Día tercero
 
 
 

 Los peregrinos salen hoy de Navarra y entran en La Rioja; pretenden llegar a Logroño; es por tanto una etapa también corta, pero muy densa por la cantidad de lugares en que las guías aconsejan detenerse. El primero de ellos es Mañeru, al otro lado de un puertecillo desde el que se divisa una bonita panorámica de Puente la Reina y la vega del Arga, pequeño pueblín encaramado en una colina, como otros muchos, como Cirauqui poco después, de calles empinadísimas y casas medievales, en cuya iglesia atrae la atención de los peregrinos varios retablos el Renacimiento, notables por su calidad y el ingenio con que el autor ha introducido en él numerosos desnudos femeninos: hay una alegoría de la pasión representada por una tipa estupenda con las tetas al aire que sostiene una cruz y santa Agueda, la mártir que sufrió la amputación de los pechos, más parece una venus clásica que una santa cristiana.

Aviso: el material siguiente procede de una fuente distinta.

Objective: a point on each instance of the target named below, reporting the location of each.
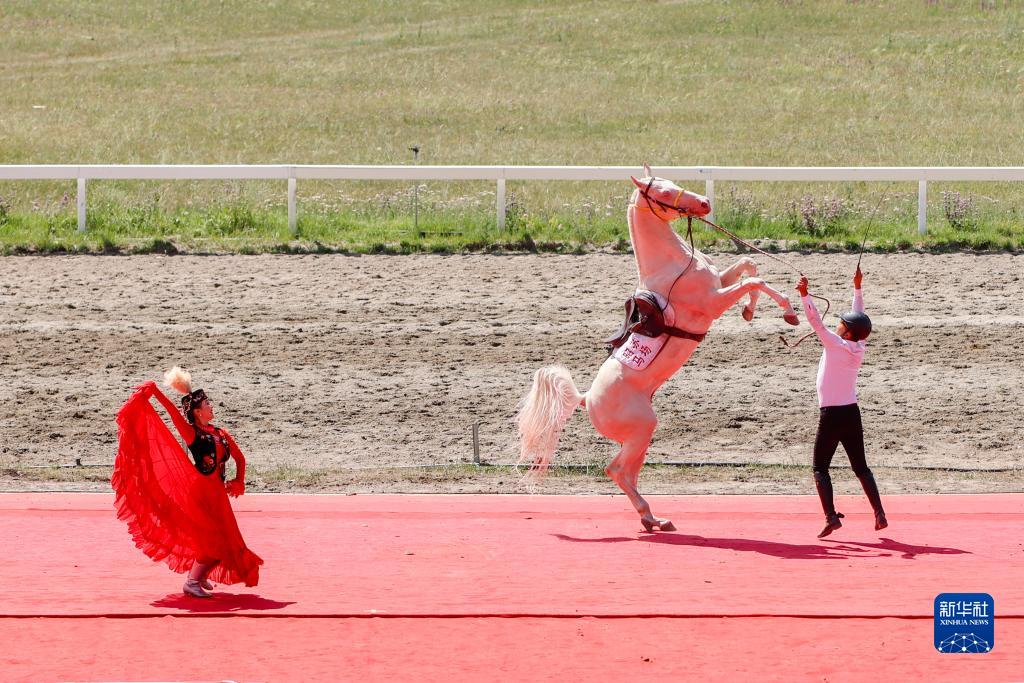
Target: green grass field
(770, 82)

 Como de costumbre los peregrinos se han puesto en marcha a las ocho de la mañana, justo con el chupinazo que abría el tercer encierro por las calles de Pamplona, y han querido rendir culto y homenaje a la tradición y a la historia atravesando en toda su longitud la calle de Peregrinos, y luego el hermoso puente de igual nombre. La mañana es tierna y el sol joven. Pero al final del puente al peregrino menor se le avería la bicicleta: dos tornillos rotos que le impiden meter el plato pequeño. Así que la marcha se hace dificultosa otra vez hasta Estella donde buscan un taller.

 Pero en Estella es día de mercado y los dos o tres talleres que hay en la ciudad están saturados de trabajo: «Todo el mundo se trae su bicicleta y mira cómo estoy...» dice un mecánico mostrando una batería de ruedas que esperan arreglo. Al fin logran reparar ellos mismos, en plan herrero, con herramientas y tornillos de herrero, porque otros no encuentran, que les dejan en el último taller. Casualmente en ese momento aparecen las holandesas de la noche anterior.

 —¿Qué tal? ¿Cómo vais? —dice la que se parece a Simone Signoret.
 —Regular. Medio averiados. Pero enseguida estos listos.
 —Suerte.

 Atrás, en el Camino, ha quedado Cirauqui, el pequeño pueblo medieval de empinadas calles , Círculo Carlista e iglesia de piedra, junto a cuya portada, semejante a la de Santiago en Puente la Reina, los peregrinos encuentran descansando a los muchachos de Vigo, que han salido a las siete de la mañana.

 —¿Queréis fruta? —dicen.
 —Venga la fruta.
 —Procede de los árboles del Señor.

 Al ponerse en marcha los muchachos buscan la vieja calzada romana para salir del pueblo; pero los ciclistas bajan directamente a la carretera.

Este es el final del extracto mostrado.